Demi Pananjakan II Bromo

Oktober 06, 2014

Kisah perjalanan Long Trip Lebaran 2014 (24 Juli–5 Agustus 2014): Jakarta-Purwokerto-Wonosobo-Dieng-Jogja-Probolinggo-Bromo-Rakum-Malang-Bandung-Jakarta   
Puncak Mahameru berdiri tegak dengan Puncak Batok
 Story sebelumnya disini

Malam ini tak sekejap pun mata dapat ku istirahatkan. 2 jam tersisa sebelum angka 12. Miring kiri-miring kanan, dzikir, do’a, ayat-ayat pendek dan segala macam cara  telah aku coba untuk merehatkan bola mata ini.  Akh … hatiku yang tidak tenang. Mereka ‘menyiksaku’ . Bagaimana tidak, sebelum beranjak ke alam mimpi aku memastikan lagi kepada 2 wanita ini

“ Alarm jam 12 sudah dipasang kan, Lien, Ana? Takut ketiduran. “ 

Dengan entengnya sambil guyonan becanda Liena menjawab,

“ Ya kalo ketiduran, yo ga jadi .“ sahut dia sembari menarik selimut.

Lha piye iki ?
Jauh-jauh dimari tak jadi menyaksikan golden sunrise Bromo? Aku tahu itu hanya sebuah lelucon yang menggodaku. Tapi bisa jadi juga. Tidur hanya 2 jam dan setelahnya sudah mesti bangun. Bablas. Oh tidak bisa. Aku kalut. Aku membiarkan sang juru kemudiku untuk terbuai sesaat dulu di alam tidur karena dialah yang nantinya akan menjadi my private driver menuju Bromo dan selanjutnya. Oke, bagiku tidak masalah . Fisikku masih mendukung walaupun malam sebelumnya juga kurang tidur di Jogjakarta dan malam ini kembali memaksaku tak dapat memejamkan mata.

Ana, Liena dan Mas Imran tampak sudah berlayar dalam buaian tidur.

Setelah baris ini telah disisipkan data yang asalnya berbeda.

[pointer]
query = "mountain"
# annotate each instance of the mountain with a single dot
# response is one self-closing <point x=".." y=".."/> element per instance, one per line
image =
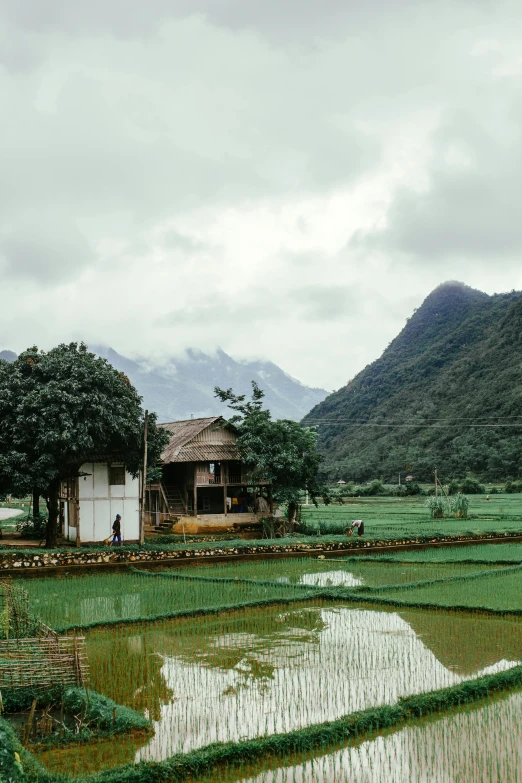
<point x="445" y="394"/>
<point x="184" y="386"/>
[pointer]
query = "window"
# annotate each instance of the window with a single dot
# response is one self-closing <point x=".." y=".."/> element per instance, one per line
<point x="116" y="475"/>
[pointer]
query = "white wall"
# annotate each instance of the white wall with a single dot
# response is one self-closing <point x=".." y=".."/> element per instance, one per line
<point x="100" y="502"/>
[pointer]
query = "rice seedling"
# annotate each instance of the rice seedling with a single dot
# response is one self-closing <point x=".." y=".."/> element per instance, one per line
<point x="470" y="744"/>
<point x="499" y="591"/>
<point x="257" y="673"/>
<point x="81" y="601"/>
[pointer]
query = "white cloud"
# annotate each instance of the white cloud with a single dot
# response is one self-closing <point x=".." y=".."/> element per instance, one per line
<point x="278" y="181"/>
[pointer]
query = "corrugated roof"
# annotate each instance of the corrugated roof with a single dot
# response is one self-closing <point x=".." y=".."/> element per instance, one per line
<point x="180" y="448"/>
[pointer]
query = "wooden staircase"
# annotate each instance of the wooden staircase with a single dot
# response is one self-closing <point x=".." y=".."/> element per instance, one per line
<point x="174" y="500"/>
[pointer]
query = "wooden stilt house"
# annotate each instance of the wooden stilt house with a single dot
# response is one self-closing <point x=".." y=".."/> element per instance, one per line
<point x="204" y="483"/>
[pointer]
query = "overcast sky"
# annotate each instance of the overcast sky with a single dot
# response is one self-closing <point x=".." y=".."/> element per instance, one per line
<point x="287" y="179"/>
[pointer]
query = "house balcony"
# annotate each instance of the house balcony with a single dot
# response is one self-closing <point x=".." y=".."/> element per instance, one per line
<point x="211" y="479"/>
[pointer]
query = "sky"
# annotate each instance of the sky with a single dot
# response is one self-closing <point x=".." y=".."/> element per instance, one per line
<point x="285" y="179"/>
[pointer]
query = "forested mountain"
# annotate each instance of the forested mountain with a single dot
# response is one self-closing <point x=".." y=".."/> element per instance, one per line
<point x="184" y="386"/>
<point x="445" y="394"/>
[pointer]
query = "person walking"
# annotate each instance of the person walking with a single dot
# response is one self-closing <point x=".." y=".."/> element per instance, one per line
<point x="116" y="529"/>
<point x="359" y="525"/>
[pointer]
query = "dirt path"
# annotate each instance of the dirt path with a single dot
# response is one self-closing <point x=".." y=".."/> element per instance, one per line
<point x="7" y="513"/>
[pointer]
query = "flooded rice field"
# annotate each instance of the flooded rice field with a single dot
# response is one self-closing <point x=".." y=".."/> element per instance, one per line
<point x="476" y="745"/>
<point x="250" y="673"/>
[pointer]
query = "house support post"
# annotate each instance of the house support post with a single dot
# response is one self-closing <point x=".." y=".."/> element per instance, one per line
<point x="195" y="506"/>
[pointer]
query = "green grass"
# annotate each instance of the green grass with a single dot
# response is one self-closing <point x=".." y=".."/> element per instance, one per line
<point x="325" y="572"/>
<point x="401" y="517"/>
<point x="501" y="591"/>
<point x="478" y="553"/>
<point x="81" y="601"/>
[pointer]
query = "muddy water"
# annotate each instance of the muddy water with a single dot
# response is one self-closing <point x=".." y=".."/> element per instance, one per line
<point x="478" y="745"/>
<point x="247" y="674"/>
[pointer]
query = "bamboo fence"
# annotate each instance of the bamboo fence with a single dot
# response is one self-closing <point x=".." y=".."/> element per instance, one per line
<point x="33" y="655"/>
<point x="43" y="662"/>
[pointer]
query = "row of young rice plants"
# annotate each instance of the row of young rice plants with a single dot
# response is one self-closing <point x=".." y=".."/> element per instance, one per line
<point x="250" y="674"/>
<point x="492" y="554"/>
<point x="473" y="743"/>
<point x="331" y="572"/>
<point x="499" y="591"/>
<point x="85" y="600"/>
<point x="320" y="738"/>
<point x="399" y="517"/>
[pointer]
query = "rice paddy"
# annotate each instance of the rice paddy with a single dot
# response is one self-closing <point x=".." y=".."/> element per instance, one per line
<point x="475" y="744"/>
<point x="252" y="651"/>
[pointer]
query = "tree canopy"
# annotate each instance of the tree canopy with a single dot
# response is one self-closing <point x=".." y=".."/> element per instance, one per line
<point x="280" y="452"/>
<point x="61" y="408"/>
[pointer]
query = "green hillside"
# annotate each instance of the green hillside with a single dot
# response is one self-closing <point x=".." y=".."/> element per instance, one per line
<point x="445" y="394"/>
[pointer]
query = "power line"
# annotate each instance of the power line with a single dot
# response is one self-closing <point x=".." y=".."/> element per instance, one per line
<point x="434" y="425"/>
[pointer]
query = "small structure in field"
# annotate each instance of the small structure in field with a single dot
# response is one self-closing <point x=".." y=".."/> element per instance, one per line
<point x="91" y="498"/>
<point x="32" y="655"/>
<point x="203" y="478"/>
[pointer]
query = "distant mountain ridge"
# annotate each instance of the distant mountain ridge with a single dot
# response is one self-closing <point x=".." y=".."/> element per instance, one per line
<point x="184" y="386"/>
<point x="445" y="394"/>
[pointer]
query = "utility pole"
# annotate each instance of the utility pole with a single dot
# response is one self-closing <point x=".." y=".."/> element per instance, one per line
<point x="144" y="479"/>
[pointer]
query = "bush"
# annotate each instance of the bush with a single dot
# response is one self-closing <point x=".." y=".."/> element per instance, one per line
<point x="471" y="486"/>
<point x="513" y="486"/>
<point x="453" y="487"/>
<point x="459" y="506"/>
<point x="437" y="506"/>
<point x="32" y="528"/>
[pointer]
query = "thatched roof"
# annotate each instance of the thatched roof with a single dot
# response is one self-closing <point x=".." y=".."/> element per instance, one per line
<point x="186" y="446"/>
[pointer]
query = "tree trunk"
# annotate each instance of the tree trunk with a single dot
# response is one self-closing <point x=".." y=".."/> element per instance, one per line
<point x="52" y="522"/>
<point x="292" y="509"/>
<point x="36" y="503"/>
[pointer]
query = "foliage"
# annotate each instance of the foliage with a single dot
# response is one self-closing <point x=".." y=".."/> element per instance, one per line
<point x="11" y="769"/>
<point x="437" y="506"/>
<point x="470" y="486"/>
<point x="280" y="452"/>
<point x="456" y="363"/>
<point x="31" y="527"/>
<point x="57" y="410"/>
<point x="154" y="474"/>
<point x="459" y="505"/>
<point x="219" y="755"/>
<point x="513" y="487"/>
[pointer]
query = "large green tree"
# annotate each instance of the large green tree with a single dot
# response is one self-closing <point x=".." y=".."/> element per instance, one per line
<point x="281" y="452"/>
<point x="59" y="409"/>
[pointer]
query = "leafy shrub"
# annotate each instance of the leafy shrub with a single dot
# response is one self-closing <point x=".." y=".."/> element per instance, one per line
<point x="32" y="527"/>
<point x="437" y="506"/>
<point x="470" y="486"/>
<point x="10" y="749"/>
<point x="513" y="486"/>
<point x="453" y="487"/>
<point x="459" y="505"/>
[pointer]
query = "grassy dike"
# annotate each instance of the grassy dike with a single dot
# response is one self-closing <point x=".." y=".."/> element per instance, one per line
<point x="210" y="759"/>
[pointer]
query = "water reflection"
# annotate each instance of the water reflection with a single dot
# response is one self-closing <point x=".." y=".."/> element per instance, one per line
<point x="250" y="673"/>
<point x="461" y="747"/>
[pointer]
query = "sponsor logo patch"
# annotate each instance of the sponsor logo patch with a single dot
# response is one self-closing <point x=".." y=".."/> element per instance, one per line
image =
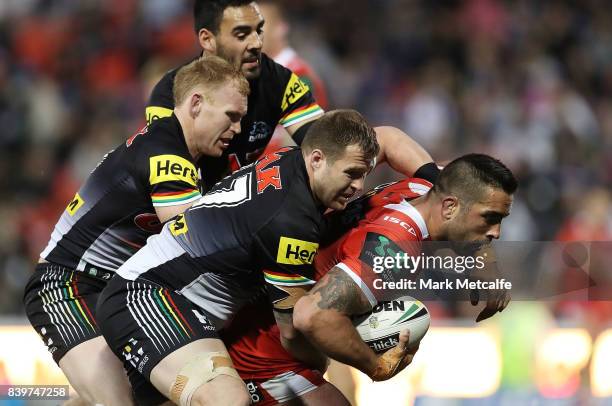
<point x="179" y="226"/>
<point x="294" y="90"/>
<point x="254" y="392"/>
<point x="296" y="252"/>
<point x="75" y="204"/>
<point x="168" y="168"/>
<point x="154" y="112"/>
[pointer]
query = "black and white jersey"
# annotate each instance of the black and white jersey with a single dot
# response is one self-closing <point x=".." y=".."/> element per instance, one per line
<point x="259" y="226"/>
<point x="113" y="213"/>
<point x="278" y="96"/>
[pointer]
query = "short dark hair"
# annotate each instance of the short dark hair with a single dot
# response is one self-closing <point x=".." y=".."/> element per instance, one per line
<point x="210" y="72"/>
<point x="338" y="129"/>
<point x="209" y="13"/>
<point x="467" y="176"/>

Dan Aku. Tidak bisa sama sekali memicingkan mata ini.

Keluar kamar akhirnya aku memutuskan untuk menghirup angin malam dan menata ransel terlebih dahulu. Dan betul juga, aku jualah yang pada akhirnya memaksa mereka bertiga segera bangun setelah jarum itu tepat menunjukkan 00.00 .

“Bangun-bangun …. Siap-siap !!! “ seruku mengomandoi mereka .
----
Jam 1 dini hari.
Perlengkapan tempur kami sudah siap. Masing-masing sudah mengenakan peralatan perang mereka. Ya … Perang dingin yang akan menyerbu kami ketika akan sampai di Pananjakan Bromo.

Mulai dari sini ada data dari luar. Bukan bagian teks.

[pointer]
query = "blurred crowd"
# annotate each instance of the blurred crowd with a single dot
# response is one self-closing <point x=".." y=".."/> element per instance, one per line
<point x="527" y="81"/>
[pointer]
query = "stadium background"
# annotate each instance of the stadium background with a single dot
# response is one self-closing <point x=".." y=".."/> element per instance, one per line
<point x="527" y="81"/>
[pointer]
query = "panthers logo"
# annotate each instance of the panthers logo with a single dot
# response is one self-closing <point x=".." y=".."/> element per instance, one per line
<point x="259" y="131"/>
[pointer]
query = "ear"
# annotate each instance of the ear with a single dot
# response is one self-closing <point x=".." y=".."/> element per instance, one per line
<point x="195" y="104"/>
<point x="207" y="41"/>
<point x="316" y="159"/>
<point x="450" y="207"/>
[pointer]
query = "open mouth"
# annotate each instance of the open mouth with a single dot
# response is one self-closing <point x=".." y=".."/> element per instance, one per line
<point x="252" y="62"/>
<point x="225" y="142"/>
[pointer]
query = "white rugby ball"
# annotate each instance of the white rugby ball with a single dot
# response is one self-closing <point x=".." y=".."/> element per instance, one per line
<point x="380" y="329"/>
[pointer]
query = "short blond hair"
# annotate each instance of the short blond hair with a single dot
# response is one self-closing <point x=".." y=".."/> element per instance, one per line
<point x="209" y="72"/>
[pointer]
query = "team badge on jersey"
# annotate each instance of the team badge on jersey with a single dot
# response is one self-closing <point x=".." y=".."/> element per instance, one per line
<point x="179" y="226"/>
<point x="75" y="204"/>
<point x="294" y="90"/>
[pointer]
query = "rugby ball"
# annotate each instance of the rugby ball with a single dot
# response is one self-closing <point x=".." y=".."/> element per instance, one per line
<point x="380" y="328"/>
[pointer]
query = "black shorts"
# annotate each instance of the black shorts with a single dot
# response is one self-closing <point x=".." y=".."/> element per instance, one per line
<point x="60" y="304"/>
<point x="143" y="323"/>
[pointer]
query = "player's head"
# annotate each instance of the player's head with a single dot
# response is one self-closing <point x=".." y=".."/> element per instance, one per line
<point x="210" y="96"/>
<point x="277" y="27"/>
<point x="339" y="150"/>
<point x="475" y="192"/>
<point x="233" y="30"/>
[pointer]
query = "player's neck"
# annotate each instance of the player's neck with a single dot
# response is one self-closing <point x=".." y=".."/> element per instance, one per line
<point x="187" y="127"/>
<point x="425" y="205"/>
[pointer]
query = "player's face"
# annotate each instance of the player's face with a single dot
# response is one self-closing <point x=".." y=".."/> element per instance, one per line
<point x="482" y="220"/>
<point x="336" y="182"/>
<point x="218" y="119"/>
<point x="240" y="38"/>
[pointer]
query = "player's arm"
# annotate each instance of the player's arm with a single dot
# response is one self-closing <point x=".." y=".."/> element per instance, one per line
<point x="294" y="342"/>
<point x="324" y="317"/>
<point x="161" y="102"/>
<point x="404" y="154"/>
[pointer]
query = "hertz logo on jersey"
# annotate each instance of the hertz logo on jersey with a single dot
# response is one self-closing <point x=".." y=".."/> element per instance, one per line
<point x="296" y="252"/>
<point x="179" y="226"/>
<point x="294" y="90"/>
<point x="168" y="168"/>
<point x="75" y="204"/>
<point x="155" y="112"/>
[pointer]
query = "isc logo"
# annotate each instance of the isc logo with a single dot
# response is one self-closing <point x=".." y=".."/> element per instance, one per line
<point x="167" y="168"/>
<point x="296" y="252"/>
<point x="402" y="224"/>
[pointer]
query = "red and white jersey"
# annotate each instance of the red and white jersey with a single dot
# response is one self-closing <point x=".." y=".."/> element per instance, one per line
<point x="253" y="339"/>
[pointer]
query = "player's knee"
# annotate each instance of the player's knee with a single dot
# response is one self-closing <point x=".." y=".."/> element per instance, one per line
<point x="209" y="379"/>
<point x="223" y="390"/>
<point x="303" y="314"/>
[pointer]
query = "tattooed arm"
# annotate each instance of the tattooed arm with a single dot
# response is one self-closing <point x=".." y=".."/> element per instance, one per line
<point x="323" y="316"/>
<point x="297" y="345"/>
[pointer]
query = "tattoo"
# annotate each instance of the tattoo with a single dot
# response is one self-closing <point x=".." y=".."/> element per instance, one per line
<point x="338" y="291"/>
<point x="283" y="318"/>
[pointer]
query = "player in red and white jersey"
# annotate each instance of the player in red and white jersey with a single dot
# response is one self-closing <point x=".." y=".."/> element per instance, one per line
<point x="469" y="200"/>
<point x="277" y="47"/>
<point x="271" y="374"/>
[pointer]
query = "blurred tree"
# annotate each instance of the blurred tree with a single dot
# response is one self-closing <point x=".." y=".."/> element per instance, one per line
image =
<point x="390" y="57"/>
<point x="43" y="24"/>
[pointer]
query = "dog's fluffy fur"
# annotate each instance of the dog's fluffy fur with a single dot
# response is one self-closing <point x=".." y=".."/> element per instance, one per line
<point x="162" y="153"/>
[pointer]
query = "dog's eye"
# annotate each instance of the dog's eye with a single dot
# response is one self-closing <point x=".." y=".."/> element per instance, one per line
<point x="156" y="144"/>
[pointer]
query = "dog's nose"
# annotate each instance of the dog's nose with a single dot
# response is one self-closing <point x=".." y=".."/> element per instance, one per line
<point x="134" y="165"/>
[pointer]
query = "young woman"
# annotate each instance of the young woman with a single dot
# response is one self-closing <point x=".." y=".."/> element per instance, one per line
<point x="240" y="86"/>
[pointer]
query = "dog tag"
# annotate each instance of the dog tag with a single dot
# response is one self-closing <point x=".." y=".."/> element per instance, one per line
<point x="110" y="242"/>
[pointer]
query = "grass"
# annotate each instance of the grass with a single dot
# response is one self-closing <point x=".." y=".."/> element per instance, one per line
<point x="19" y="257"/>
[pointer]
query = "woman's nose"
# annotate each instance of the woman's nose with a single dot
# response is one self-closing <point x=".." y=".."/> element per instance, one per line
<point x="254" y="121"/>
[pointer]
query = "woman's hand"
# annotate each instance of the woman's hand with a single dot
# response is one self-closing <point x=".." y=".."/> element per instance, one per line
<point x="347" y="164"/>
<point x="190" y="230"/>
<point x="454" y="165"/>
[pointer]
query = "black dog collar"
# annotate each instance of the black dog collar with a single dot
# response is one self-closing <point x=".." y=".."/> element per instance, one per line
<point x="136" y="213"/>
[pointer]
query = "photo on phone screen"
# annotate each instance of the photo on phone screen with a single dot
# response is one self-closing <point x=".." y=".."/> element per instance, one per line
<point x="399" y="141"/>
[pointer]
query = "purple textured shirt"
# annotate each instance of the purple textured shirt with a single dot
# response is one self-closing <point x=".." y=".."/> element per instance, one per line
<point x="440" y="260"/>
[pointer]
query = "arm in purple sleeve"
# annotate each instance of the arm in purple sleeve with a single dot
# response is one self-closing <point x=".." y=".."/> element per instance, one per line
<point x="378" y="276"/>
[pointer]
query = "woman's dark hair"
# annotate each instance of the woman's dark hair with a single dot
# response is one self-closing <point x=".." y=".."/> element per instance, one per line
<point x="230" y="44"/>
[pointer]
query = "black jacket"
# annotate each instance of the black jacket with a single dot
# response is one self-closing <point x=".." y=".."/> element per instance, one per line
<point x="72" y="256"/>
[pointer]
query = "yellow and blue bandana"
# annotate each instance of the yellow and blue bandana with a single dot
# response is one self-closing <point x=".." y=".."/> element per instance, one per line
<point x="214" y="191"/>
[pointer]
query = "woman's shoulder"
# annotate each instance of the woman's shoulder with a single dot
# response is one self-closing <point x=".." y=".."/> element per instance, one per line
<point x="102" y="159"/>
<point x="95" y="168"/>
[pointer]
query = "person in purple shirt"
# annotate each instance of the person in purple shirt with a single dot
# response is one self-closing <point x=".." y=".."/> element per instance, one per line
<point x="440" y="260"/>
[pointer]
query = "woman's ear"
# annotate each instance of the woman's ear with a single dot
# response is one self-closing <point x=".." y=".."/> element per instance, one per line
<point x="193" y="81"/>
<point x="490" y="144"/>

“ Terima kasih ya Mas Arif buat semua “ itulah kata perpisahan yang kami utarakan kepada kawan yang satu ini.

Sebuah kata yang melebihi kebaikan yang telah diberikan.

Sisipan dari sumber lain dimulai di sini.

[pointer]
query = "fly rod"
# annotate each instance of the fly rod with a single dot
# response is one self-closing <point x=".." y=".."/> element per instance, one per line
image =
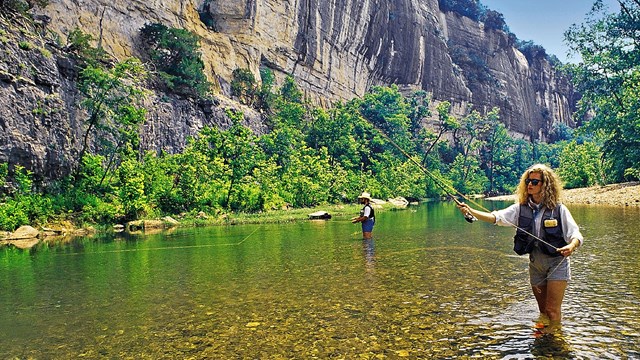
<point x="468" y="216"/>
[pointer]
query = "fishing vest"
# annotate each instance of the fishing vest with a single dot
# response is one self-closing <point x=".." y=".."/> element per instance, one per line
<point x="371" y="213"/>
<point x="551" y="232"/>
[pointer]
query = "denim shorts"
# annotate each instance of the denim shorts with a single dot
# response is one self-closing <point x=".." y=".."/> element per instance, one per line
<point x="367" y="226"/>
<point x="543" y="268"/>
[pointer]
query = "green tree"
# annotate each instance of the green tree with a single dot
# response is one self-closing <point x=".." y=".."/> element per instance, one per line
<point x="243" y="86"/>
<point x="580" y="165"/>
<point x="176" y="56"/>
<point x="446" y="123"/>
<point x="113" y="99"/>
<point x="608" y="77"/>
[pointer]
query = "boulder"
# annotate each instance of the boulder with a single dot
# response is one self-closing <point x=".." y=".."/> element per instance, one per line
<point x="24" y="232"/>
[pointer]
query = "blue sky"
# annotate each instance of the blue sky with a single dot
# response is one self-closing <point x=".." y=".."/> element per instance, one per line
<point x="545" y="21"/>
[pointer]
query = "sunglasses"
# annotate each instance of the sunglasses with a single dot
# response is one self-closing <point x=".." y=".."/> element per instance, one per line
<point x="535" y="182"/>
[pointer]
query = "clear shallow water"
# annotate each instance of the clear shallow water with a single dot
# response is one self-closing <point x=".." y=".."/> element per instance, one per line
<point x="429" y="285"/>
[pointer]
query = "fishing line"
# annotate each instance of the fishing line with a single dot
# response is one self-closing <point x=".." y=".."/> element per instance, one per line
<point x="448" y="189"/>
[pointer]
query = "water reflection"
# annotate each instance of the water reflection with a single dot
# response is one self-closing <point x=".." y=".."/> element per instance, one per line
<point x="429" y="286"/>
<point x="369" y="251"/>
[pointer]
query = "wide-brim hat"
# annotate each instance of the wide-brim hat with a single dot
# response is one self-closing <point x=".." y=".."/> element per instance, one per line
<point x="365" y="195"/>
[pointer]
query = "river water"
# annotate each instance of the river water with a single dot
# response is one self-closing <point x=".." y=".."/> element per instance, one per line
<point x="429" y="285"/>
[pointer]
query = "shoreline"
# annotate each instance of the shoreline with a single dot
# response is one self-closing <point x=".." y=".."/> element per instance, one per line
<point x="618" y="195"/>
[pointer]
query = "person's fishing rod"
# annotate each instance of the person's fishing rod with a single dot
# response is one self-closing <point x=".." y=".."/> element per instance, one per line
<point x="468" y="216"/>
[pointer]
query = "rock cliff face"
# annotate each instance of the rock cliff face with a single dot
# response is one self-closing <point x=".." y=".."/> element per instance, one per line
<point x="334" y="49"/>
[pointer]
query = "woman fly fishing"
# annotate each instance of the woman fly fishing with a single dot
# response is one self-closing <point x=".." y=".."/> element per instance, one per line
<point x="545" y="230"/>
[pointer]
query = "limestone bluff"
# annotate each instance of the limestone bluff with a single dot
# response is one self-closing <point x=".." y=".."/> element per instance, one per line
<point x="335" y="51"/>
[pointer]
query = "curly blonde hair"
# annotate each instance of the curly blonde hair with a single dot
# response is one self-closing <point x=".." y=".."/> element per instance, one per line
<point x="551" y="186"/>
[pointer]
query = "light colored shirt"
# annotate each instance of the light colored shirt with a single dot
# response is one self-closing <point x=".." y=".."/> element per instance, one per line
<point x="509" y="217"/>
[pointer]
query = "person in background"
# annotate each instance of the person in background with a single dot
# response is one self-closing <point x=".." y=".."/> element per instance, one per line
<point x="538" y="215"/>
<point x="367" y="215"/>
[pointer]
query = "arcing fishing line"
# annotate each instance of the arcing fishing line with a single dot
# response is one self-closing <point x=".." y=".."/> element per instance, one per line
<point x="470" y="218"/>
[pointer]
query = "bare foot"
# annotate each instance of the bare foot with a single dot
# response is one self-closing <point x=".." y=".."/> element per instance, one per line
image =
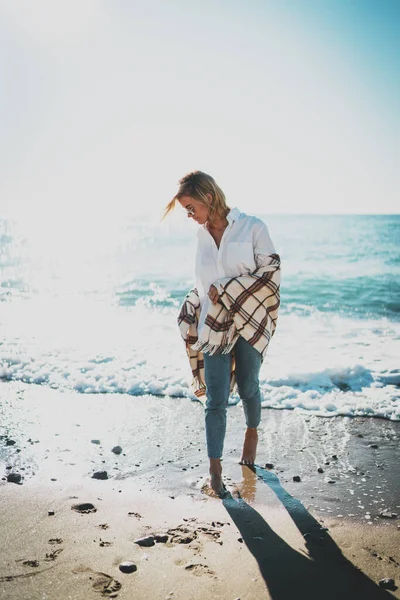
<point x="249" y="446"/>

“ Siap Lien? “ Aku memastikan lebih mantap lagi sebelum menaiki motor.
“ oke “
“ Bismillah “

Petualangan dimulai.

Jam 1 dini hari perjalanan kami putus garis start dari Probolinggo menuju Pananjakan II Bromo dengan 2 tumpuan harapan yaitu 2 motor dan 2 kemudi ( Liena dan Mas Imran ) .
Plang hijau penunjuk arah adalah patokan jalan bagi kami menuju Cemoro Lawang. Tidak sulit karena cukup jelas dan jalanan yang tidak terlalu berliku.
Selamat pagi Probolinggo, terima kasih sudah menjadi persinggahan bagiku menuju Pananjakan II Bromo.

Kemudi motor dipacu dengan kecepatan sedang beriringan. Aku tak henti-hentinya mencari topik pembicaraan untuk mengajak Liena berbicara. Aku tak mau sedikitpun dia lengah dan kantuk menghampirinya ditambah lagi sepoian angin dingin sang malam yang membelai sepanjang perjalanan. Do’a pun tak luput dari setiap helaan nafasku. Semoga perjalanan kami selamat sampai tujuan.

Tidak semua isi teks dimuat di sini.